Some gunmakers have also appeared to make references to far-right groups.
One example of this political targeting is an AK-47-style pistol, produced by Palmetto State Armory, which is adorned with a pattern resembling the signature Hawaiian shirts worn by the Boogaloo Bois far-right extremist group.


There are approximately 19.8 million AR-15 style rifles in circulation in the US and while the vast majority of gun-owners never use their weapons to harm others, Busse said it's important to recognize the ways that gun marketing plays a role in contributing to radicalization.
Since 2010, gunmakers have increasingly marketed guns as the civilian equivalents of military-grade weapons and emphasized a tactical culture, Busse said.
This emphasis on tactical culture, previously reserved for the military, alludes to "specifically targeting humans, sort of as a life or death situation."
"I'd say maybe even a majority of the guns sold in the United States now are sold and marketed with the idea that the user, the owner, will use them in some sort of tactical operation," Busse said.


Gunmakers deflect responsibility
While Democrats have called for greater gun control and to remove protections that make it harder to sue gun companies, Republicans have resisted further regulation.
Republicans on the committee have accused Democrats of blaming the gun industry instead of looking at the causes of violent crime.





A sales representative shows an AR-15 assault rifle manufactured by Core15 Rifle Systems at Perry's Gun Shop in Wendell, N.C., on December 17, 2012



Chuck Liddy/Raleigh News Observer/Tribune News Service via Getty Images


"Republicans want to target criminals. Democrats want to target lawful gun owners and take away their guns," Rep. James Comer, the committee's top Republican, said.
Several gun company executives testified before the committee last week and denied responsibility for recent massacres by arguing that firearms are "inanimate."
"These acts are committed by murderers. The murderers are responsible," Marty Daniel, the founder and chief executive of Daniel Defense, told the committee.

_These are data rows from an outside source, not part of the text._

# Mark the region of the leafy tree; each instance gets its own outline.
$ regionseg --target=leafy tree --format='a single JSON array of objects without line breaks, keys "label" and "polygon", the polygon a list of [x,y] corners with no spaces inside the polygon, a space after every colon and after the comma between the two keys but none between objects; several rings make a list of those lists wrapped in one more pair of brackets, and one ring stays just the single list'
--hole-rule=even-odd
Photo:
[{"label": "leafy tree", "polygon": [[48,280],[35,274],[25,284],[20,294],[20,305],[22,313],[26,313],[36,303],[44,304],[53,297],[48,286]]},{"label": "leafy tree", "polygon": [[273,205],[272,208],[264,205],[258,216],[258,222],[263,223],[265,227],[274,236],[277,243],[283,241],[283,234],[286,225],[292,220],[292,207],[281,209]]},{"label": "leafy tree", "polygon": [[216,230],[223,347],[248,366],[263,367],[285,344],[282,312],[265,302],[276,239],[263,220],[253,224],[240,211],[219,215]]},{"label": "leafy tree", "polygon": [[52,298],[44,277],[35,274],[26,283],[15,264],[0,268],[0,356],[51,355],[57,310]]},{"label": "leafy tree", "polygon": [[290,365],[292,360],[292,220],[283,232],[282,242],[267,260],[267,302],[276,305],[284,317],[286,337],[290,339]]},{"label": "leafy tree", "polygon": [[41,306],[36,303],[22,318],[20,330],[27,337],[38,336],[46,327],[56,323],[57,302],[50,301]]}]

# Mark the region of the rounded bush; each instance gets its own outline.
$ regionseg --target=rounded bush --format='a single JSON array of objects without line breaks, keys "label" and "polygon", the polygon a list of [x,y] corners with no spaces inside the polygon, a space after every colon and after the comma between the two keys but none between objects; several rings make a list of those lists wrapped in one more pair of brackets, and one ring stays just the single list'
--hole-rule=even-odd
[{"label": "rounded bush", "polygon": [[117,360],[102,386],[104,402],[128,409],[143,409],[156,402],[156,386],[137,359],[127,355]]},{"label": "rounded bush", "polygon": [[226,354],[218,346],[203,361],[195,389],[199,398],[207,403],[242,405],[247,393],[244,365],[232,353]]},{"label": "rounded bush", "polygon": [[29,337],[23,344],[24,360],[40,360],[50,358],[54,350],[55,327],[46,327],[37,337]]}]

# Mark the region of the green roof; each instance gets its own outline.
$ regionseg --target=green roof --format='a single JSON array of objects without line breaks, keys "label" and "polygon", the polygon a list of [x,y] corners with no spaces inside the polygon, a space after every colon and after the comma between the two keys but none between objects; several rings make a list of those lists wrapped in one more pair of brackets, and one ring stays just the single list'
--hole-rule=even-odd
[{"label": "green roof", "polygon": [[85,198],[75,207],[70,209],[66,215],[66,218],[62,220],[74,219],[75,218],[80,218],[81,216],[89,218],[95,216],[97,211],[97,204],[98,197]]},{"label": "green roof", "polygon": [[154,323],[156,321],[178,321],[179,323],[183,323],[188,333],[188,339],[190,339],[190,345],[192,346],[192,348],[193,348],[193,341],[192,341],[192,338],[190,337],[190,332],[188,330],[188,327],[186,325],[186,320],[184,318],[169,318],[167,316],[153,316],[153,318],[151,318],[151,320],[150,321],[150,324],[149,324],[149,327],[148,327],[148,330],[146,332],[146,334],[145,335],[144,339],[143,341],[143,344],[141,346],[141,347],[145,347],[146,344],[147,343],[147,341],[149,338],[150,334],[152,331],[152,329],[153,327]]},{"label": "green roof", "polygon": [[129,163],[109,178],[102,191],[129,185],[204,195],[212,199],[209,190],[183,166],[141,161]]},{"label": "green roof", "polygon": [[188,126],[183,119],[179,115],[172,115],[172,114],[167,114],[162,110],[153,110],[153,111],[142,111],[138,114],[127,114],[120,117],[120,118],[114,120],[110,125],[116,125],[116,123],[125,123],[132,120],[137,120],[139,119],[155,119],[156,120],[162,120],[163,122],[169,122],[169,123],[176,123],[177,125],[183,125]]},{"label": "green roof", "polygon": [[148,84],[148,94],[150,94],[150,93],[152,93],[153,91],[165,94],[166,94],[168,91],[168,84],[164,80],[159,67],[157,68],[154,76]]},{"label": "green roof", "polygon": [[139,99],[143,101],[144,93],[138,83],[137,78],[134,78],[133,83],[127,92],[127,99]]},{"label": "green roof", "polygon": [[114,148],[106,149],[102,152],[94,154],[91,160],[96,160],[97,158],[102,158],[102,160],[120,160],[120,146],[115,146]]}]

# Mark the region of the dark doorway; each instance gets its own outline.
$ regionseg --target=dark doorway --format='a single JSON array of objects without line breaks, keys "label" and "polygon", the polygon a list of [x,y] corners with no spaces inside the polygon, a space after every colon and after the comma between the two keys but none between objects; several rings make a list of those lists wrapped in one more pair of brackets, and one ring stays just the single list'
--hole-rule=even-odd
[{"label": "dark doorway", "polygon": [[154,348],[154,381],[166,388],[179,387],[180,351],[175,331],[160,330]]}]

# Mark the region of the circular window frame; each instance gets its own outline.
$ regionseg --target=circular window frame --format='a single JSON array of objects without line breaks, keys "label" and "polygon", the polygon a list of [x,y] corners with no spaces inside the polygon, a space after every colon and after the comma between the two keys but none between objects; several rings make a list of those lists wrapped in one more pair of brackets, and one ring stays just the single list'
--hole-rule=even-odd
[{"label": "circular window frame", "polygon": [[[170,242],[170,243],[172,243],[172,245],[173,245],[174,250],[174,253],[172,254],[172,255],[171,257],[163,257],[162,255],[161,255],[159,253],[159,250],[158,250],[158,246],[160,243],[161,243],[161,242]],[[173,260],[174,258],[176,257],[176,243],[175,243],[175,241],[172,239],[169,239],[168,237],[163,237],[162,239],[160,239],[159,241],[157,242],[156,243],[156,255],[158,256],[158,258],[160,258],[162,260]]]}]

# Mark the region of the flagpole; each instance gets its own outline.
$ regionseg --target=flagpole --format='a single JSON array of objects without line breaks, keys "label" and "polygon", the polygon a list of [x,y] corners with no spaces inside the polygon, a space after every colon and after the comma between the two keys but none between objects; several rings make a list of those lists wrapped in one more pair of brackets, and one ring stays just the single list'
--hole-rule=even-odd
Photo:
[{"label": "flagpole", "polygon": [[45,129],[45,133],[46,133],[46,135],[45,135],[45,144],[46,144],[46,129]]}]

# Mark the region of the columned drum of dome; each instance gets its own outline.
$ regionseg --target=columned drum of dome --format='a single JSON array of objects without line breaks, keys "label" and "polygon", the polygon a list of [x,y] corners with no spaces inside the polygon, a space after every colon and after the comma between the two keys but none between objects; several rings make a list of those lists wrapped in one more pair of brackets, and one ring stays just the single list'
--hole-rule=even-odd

The CEO of Smith Wesson, the country's second-largest rifle manufacturer, refused to testify. The committee has subpoenaed the company after it failed to provide requested information on its profits, sales figures, and marketing materials. 
"It's no secret why gun CEOs are so desperate to avoid taking responsibility for the deaths caused by their product," Rep. Maloney said, per NBC News.
"It seems to me that if a company really cared that its products were being used to kill scores of Americans, it would stop selling them," Maloney said. "But of course, the gun industry won't do that because they're making lots and lots of money from these weapons."